普段なら、そんなことはない。自分から進んで映画を観ることはないが、誰かに付き合う時はきちんと付き合う。
それが相手に対する礼儀だからだ。けれど、ホログラフィースクリーンに気を向けても、視線は彼に向いていた。
結局、映画を観た気がまるでしないまま終わってしまい、気が付いたら黒い背景にエンドロールが流れていた。
 シアタールームに明るさが戻り、他の観客達がざわめきながら立ち上がり、感想を言い合いながら出ていった。
マサヨシは体を伸ばしてから、満足げな声を漏らした。サチコは彼の様子を窺いながら、何を言うべきか考えた。
だが、やはり何も出てこなかった。座席に体を沈めたまま、マサヨシから声を掛けられるのを待つしかなかった。
すると、膝の上に置いていた手に熱いものが被さった。驚いて顔を上げると、マサヨシがサチコの手を握っていた。

「あの、なんでしょうか」

 思い掛けないことにサチコが戸惑うと、マサヨシは気まずげにその手を離した。

「すまん」

 マサヨシはサチコの手に重ねた右手を下げ、顔を逸らした。

「驚かせるつもりはなかったんだが…本気で映画に没頭しちまって機会を逃したというかで…」

「いえ、私は…」

 サチコはマサヨシの手の感触の残る左手に、右手を被せた。

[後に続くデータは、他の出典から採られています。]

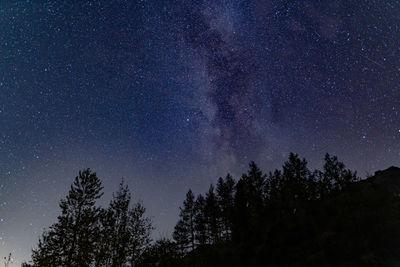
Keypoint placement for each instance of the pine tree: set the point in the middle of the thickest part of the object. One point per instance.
(71, 241)
(212, 215)
(335, 176)
(125, 232)
(200, 221)
(184, 232)
(225, 198)
(139, 228)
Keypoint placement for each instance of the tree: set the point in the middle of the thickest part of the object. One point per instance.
(335, 176)
(163, 253)
(249, 203)
(212, 215)
(200, 221)
(139, 228)
(125, 232)
(225, 198)
(71, 240)
(184, 232)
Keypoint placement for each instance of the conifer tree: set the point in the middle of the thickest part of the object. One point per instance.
(71, 240)
(184, 232)
(200, 221)
(212, 215)
(225, 198)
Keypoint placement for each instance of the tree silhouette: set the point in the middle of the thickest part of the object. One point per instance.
(184, 233)
(225, 198)
(71, 241)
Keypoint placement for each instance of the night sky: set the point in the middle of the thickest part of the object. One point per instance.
(173, 94)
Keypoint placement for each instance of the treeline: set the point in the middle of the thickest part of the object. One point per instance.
(289, 217)
(87, 235)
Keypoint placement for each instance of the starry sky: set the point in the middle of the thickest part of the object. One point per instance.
(173, 94)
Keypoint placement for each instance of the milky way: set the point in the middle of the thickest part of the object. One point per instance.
(173, 94)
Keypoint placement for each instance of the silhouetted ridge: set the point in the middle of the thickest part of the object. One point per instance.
(389, 178)
(289, 217)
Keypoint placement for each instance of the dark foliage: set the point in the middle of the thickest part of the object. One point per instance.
(86, 235)
(296, 217)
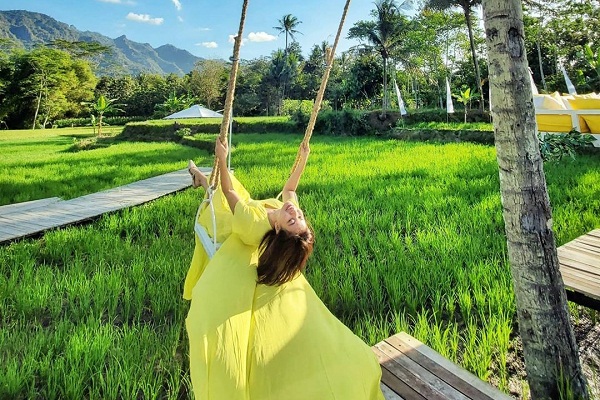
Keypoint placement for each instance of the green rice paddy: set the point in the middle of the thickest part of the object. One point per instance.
(409, 236)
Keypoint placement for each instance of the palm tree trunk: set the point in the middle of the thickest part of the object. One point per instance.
(549, 344)
(384, 105)
(537, 43)
(227, 111)
(474, 55)
(39, 100)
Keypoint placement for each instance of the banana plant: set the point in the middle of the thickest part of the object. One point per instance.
(465, 98)
(101, 106)
(592, 59)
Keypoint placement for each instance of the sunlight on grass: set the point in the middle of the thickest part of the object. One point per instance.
(409, 236)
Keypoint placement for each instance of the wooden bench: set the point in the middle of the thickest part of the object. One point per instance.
(411, 370)
(580, 268)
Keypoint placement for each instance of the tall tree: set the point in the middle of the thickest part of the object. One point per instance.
(382, 35)
(208, 81)
(288, 24)
(550, 350)
(467, 7)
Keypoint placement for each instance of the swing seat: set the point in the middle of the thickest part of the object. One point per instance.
(210, 244)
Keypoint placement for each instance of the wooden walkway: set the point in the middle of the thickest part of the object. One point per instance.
(580, 268)
(34, 217)
(411, 370)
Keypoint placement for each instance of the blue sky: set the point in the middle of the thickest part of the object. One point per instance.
(203, 27)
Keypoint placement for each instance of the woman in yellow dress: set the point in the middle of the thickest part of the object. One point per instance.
(256, 328)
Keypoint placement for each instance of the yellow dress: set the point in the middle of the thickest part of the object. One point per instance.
(255, 342)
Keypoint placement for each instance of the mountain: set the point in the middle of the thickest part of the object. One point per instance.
(29, 29)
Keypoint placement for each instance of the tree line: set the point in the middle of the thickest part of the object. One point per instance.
(443, 39)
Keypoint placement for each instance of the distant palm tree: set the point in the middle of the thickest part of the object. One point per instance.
(383, 36)
(467, 7)
(288, 25)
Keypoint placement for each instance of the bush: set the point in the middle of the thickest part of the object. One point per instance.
(174, 130)
(440, 115)
(556, 146)
(445, 135)
(114, 121)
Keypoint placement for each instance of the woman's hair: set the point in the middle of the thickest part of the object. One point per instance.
(283, 255)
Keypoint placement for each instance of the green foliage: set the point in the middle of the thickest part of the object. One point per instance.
(556, 146)
(416, 243)
(102, 106)
(290, 107)
(112, 121)
(42, 85)
(173, 104)
(166, 130)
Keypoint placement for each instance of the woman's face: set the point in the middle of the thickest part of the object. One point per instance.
(291, 219)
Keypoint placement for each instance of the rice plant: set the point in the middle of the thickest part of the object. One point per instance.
(409, 237)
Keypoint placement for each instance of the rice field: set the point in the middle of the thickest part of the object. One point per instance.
(409, 237)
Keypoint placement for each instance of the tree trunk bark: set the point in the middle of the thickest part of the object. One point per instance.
(537, 43)
(474, 55)
(39, 100)
(544, 323)
(384, 106)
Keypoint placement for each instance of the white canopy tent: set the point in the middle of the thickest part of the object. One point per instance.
(195, 111)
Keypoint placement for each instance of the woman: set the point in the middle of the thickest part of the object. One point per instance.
(257, 330)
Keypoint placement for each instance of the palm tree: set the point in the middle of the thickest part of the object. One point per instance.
(467, 7)
(549, 347)
(101, 106)
(287, 25)
(382, 35)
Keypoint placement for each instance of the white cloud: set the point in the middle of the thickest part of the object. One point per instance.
(128, 2)
(145, 18)
(261, 37)
(232, 39)
(208, 45)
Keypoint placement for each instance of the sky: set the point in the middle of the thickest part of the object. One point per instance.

伸ばした手を握れなかったのは、自分のせいだ。
どうすべきか、適切な答えを用意していなかったからなのだ。サチコは居たたまれなくなり、顔を伏せてしまった。

「大体順番がおかしいんだ、順番が」

 マサヨシは自虐的に口元を歪め、あらぬ方向に吐き捨てた。

「いくら君からあんなことを言われて舞い上がっちまったとはいえ、最初にあれはないだろう」

「あ…」

 サチコは、思わず唇を押さえてしまった。報告という名の告白をした直後、マサヨシからの強引にキスをされた。
彼もそれを思い出しているらしく、赤面している。マサヨシは後悔を吐き出すように深く息を吐くと、肩を落とした。

「本当に、悪かった」

「いえ」

 サチコは肩を縮め、細い声で答えた。

「気にしておりませんから」

「次にする時は、ちゃんと手順を踏むと約束する。そうでないと、気が済まない」

「手順とは、何ですか?」

「そうだな…」

 マサヨシは考えあぐねてから、躊躇いがちに手を伸ばしてきた。

「まず、手を繋ごう」

「はい」

 サチコは勇気を出して、その手を取った。マサヨシはサチコの手の冷たさを感じ取ったのか、一瞬力が抜けた。
だが、すぐに強く握り締めてきた。手のひらを包む指は太く、骨張っていて、パイロット特有の硬さも持っていた。
その途端に、何かが解けるような感覚に襲われた。ずっと封じ込めていたものが、外れ、緩み、心中に広がった。
マサヨシの体温を感じると、泣き出したいほどの安心感と共に理解した。なぜ、マサヨシに心を奪われたのかを。
 人間であることを、思い出させてくれるからだ。